1.5. Con ordinanza n. 167 dd. 28 aprile 1999, la Sezione I dell’adito T.A.R. ha accolto la domanda di sospensione cautelare presentata dalla F.lli Rossi limitatamente all’impugnativa della diffida dd. 3 febbraio 1999 ad eseguire opere interne ed impianti tecnologici, nonché al parere negativo dd. 15 febbraio 1999 reso dalla Commissione edilizia comunale e alla sua comunicazione.

La medesima Sezione ha susseguentemente respinto, con ulteriore ordinanza n. 492 dd. 17 novembre 1999, la domanda di esecuzione della testè riferita ordinanza n. 167 del 1999.

A sua volta, in sede cautelare d’appello, questa stessa Sezione ha confermato con propria ordinanza n. 518 dd. 1 febbraio 2000 l’ordinanza n. 492 del 1999 resa dal giudice di primo grado, nel mentre con ordinanza n. 3433 dd. 30 giugno 2000 ha riformato l’ordinanza n. 167 del 1999 resa dallo stesso T.A.R.

1.6. Con sentenza n. 145 dd. 8 febbraio 2001, la medesima Sez. I dell’adito T.A.R. ha parzialmente accolto il ricorso proposto dalla F.lli Rossi, annullando i provvedimenti adottati dal Responsabile dell’Ufficio tecnico comunale n. 6501/92 dd. 3 febbraio 1999, n. 286/99 dd. 3 febbraio 1999 e n. 851 dd. 16 febbraio 1999 e dichiarando improcedibile per sopravvenuto difetto di interesse l’impugnativa proposta avverso la deliberazione consiliare n. 75 dd. 29 dicembre 1998.

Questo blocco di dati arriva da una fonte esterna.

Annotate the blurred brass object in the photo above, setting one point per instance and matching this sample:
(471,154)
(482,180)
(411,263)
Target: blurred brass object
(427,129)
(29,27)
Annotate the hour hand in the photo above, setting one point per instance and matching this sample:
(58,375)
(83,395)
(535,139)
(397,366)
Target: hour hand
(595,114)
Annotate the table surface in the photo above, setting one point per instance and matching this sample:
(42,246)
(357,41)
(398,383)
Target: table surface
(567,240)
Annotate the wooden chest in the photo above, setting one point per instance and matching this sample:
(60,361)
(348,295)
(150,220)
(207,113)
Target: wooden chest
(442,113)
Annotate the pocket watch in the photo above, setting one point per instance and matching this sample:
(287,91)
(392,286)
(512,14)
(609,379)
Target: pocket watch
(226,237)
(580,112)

Il T.A.R. ha – altresì – dichiarato inammissibile la domanda di risarcimento del danno proposta dalla F.lli Rossi e ha compensato integralmente tra tutte le parti le spese e gli onorari di tale giudizio di primo grado.

2.1. Con l’appello in epigrafe il Comune di Torriana chiede ora la riforma di tale sentenza limitatamente all’anzidetta statuizione di annullamento dei provvedimenti adottati dal Responsabile dell’Ufficio tecnico comunale n. 6501/92 dd. 3 febbraio 1999, n. 286/99 dd. 3 febbraio 1999 e n. 851 dd. 16 febbraio 1999.

L’appellante Comune deduce al riguardo innanzitutto l’erroneità della sentenza impugnata laddove ha affermato la perdurante vigenza del regime di silenzio-assenso in ordine alle domande di rilascio delle concessioni edilizie contemplato dall’art. 27 della L.R. 47 del 1978 come sostituito dall’art. 22 della L.R. 30 gennaio 1995, n. 6, pur essendo al tempo dei fatti di causa intervenuta a disciplinare la medesima materia, in senso assolutamente difforme al regime medesimo, la normativa contenuta nell’art. 4 del D.L. 398 del 1993, convertito con modificazioni in L. 493 del 1993 e modificato dall’art. 2, comma 60, della L. 662 del 1996.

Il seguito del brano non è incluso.